Ela os ignorou por um instante e
procurou com os olhos o cara do moicano de antes. Estava de costas, bebendo no
banco do balcão do bar, porém de perfil observando a conversa, sorridente e
fumante como sempre, ou melhor, como da mesma forma que estava há um dia.
Daquela posição era possível ver um pedaço de seu olho, que se revelava
castanho. Quando notou que ela lhe encontrou com o olhar, acenou.
─ Se aquele cara ta fumando, então dá
pra fazer mais algumas coisas aqui. ─ Ela apontou para o cara do moicano ─ e
relaxa, qualquer lugar sem dono é a minha casa mesmo.

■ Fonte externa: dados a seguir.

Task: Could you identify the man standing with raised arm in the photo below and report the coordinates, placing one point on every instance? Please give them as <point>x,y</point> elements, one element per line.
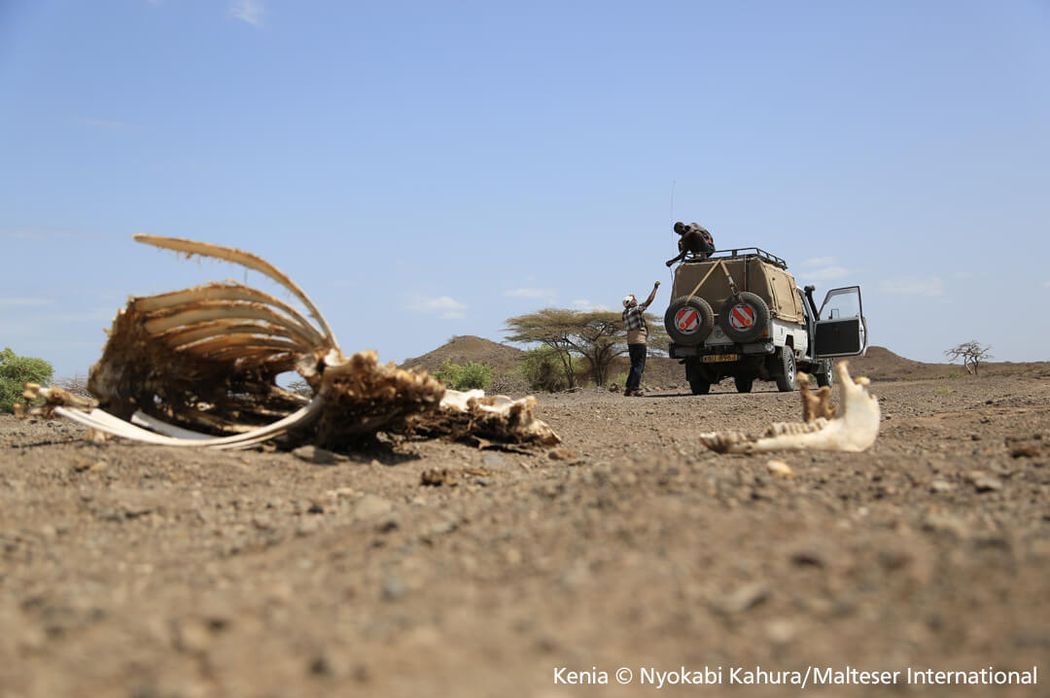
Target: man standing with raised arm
<point>637,334</point>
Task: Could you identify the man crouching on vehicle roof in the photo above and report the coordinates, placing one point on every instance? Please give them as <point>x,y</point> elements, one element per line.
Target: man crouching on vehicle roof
<point>694,240</point>
<point>637,334</point>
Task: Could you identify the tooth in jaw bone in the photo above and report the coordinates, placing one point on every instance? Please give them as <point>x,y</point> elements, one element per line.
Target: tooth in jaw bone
<point>853,429</point>
<point>197,367</point>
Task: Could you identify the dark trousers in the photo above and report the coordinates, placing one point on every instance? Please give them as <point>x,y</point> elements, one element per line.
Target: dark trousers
<point>637,355</point>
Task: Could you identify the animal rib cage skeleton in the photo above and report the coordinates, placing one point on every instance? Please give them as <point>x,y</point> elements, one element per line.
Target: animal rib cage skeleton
<point>198,366</point>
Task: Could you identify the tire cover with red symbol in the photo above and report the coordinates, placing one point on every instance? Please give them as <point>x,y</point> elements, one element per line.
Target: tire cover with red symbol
<point>744,317</point>
<point>689,321</point>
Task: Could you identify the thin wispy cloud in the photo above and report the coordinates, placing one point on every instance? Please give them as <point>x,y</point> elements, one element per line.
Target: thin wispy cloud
<point>24,302</point>
<point>531,294</point>
<point>107,124</point>
<point>927,287</point>
<point>248,11</point>
<point>584,304</point>
<point>822,269</point>
<point>42,234</point>
<point>445,308</point>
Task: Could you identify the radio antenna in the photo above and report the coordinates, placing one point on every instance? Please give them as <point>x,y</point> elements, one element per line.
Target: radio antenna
<point>673,184</point>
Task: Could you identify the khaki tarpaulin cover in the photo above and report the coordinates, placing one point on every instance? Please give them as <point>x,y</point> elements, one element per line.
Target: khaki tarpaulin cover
<point>775,286</point>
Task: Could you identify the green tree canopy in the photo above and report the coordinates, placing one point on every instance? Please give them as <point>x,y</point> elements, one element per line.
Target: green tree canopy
<point>16,372</point>
<point>597,336</point>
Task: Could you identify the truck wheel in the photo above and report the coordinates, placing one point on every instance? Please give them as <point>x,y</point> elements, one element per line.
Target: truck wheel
<point>744,317</point>
<point>699,386</point>
<point>825,376</point>
<point>788,375</point>
<point>689,320</point>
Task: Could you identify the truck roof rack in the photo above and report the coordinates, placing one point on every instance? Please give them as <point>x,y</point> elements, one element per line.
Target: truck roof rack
<point>743,253</point>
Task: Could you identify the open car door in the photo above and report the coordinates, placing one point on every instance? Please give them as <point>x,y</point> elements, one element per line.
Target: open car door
<point>840,329</point>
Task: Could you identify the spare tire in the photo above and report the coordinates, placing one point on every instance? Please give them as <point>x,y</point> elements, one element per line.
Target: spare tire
<point>689,320</point>
<point>744,317</point>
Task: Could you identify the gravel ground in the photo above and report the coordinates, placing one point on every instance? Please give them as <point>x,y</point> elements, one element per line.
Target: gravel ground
<point>129,570</point>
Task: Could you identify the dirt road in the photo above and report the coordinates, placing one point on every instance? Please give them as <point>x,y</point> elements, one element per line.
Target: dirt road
<point>140,571</point>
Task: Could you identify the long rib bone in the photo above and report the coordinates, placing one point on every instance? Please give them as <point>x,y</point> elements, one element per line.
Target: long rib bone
<point>853,429</point>
<point>197,367</point>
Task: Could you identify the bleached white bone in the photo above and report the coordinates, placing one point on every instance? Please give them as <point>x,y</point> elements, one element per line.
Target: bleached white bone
<point>853,429</point>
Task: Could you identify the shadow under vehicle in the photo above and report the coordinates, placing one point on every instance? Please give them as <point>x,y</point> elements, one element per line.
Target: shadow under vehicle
<point>738,313</point>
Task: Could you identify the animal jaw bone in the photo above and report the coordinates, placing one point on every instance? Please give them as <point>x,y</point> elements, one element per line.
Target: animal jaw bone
<point>853,429</point>
<point>197,368</point>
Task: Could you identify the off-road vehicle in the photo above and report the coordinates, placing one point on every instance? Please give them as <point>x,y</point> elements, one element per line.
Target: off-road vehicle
<point>739,313</point>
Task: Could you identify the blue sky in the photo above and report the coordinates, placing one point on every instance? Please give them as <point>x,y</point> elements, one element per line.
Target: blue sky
<point>428,169</point>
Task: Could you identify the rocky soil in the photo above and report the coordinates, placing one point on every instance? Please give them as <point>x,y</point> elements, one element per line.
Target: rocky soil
<point>129,570</point>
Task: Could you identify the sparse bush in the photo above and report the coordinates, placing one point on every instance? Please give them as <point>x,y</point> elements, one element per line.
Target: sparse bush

─ Se você diz... ─ o magro abriu os
braços ─ então se sinta em casa.
Eles voltaram para seus assentos e
Sophie andou em direção ao fumante, chamando atenção de todos os olhares de
todas as mesas, nem todos pareciam amigáveis. Alguns tinham curiosidade do por
que uma garota daquela estaria ali, outros tinham interesse sobre sua raposa,
já outros simpatizaram com a patada que ela deu no homem. No fim, todos
voltaram a encher a cara e esqueceram-se dela.
─ Sakka ─ Ela sussurrou para a Zorua
em seu colo ─ para de rir tanto na minha cabeça.
Hahahahaha...
ah, rum, claro, desculpe. Mas aquela foi boa mesmo. Sakka mal conseguia
conter os risos “por fora” e até “por dentro”, escapando por telepatia para
Sophie durante a conversa. A garota sentou-se em um banco ao lado do homem, sem
conseguir alcançar o chão e balançando as pernas por conta disso. Ele acabava
de tirar o cigarro da boca para levar o copo em seu lugar, tomando um gole de
cerveja.
─ Você ta com pressa mesmo de morrer é?
─ Sophie apontou para o cigarro e a cerveja. O coitado do moicano, em meio ao
gole, quase se engasgou com o riso.
Enquanto isso, ela colocava Zorua sobre
o balcão, mas Rab fez cara de reprovação imediatamente.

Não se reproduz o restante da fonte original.